Run through this checklist:

  • Do I have the physical materials I need?
    • If you need to print anything, do it now, and make sure you have the correct number of copies.
    • If you’re presenting, make sure you have whatever you need — your laptop, tablet, thumb drive, etc — to get the presentation up and running smoothly.
    • Be sure you have materials to take notes!
  • Do I know where the meeting is and how I’m getting there?
    • Pull up driving directions, if needed, or check the meeting room number if you’ll be staying in the office.
    • If you’re calling in, make sure you have the phone number on hand so you’re not late to join.
  • Do I understand the meeting agenda?
    • (Remember, you should be sure to start all of YOUR meetings with a clear agenda!)
    • Are there any talking points you should prepare in advance?
    • Any data you should brush up on so you can speak to a point?
    • Prep any questions now!
  • Do I know who’s going to be in the meeting?
    • Reviewing the attendee list can help you mentally prepare for the tone of the discussion — a meeting with your team’s VP will likely look a lot different from a meeting with two of your colleagues, for example.
    • Have you been waiting on an answer from the department head who’s going to be in the room with you for an hour? Now could be the chance to ask it!

4. Save emails for once per day

Email can be the biggest time suck of all, and the temptation to check in constantly is high. If you only have 20 minutes at your desk, despite the best laid plans, that time can very quickly disappear into the black hole of your inbox.

Here’s a common scenario: You’re working on a task when you see a new email pop up with a question from a colleague. You open the email, but realize you don’t have all the information you need to answer her question, so you starting doing some “quick” research so you can get her what you need. Before you know it — and before you’ve found the answer — it’s time for your next meeting. Now you’re leaving your desk with a half-finished email, a half-finished task, and more stress, none of which is helping anyone.

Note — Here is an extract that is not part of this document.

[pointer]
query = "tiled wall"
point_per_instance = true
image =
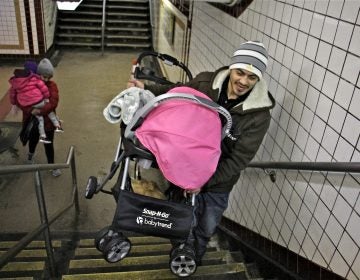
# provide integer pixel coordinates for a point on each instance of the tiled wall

At the beginning of your day, identify when your one period of time will be when you’ll respond to email and stick to it! As soon as you take the distraction of your inbox out of the equation, your productivity will increase almost immediately.

5. Take time for your personal needs

Make sure you’re taking time to eat lunch and snacks, drink water, and go for a short walk. It may seem like you’re wasting precious minutes that could be spend checking one more item off your list, but it’s so important to take care of yourself so that you can stay at the top of your game and present the best version of yourself all day long. A hydrated, well-fed you will be MUCH more productive than the you who’s hungry, thirsty, and stressed!

If your busy schedule is really stressing you out, here’s a quick breathing exercise that takes less than two minutes, called the 4-7-8 technique, that will help you center yourself and release tension:

  • Breathe in through your nose for a slow count of 4. Feel your belly and chest expand with your breath.
  • Hold that breath for a count of 7.
  • Slowly release your breath through your mouth for a count of 8.

Repeat the exercise three times (or as many as needed!).

6. Recognize that meetings are part of the job

It can be easy to feel like you haven’t accomplished anything with your day by sitting in meetings. But remember: Most of the time, being present and contributing to those meetings or calls is an important part of your job! Don’t beat yourself up for not checking as many things off your checklist as you might be able to on a day when you’re able to be at your computer most of the day.

Meetings are a place for you to put your great work in the spotlight, contribute to decisions and big projects, and shine, so take advantage! Counting the day as a win, instead of time wasted, can help you start the next day with a positive mindset, ready to tackle that to-do list.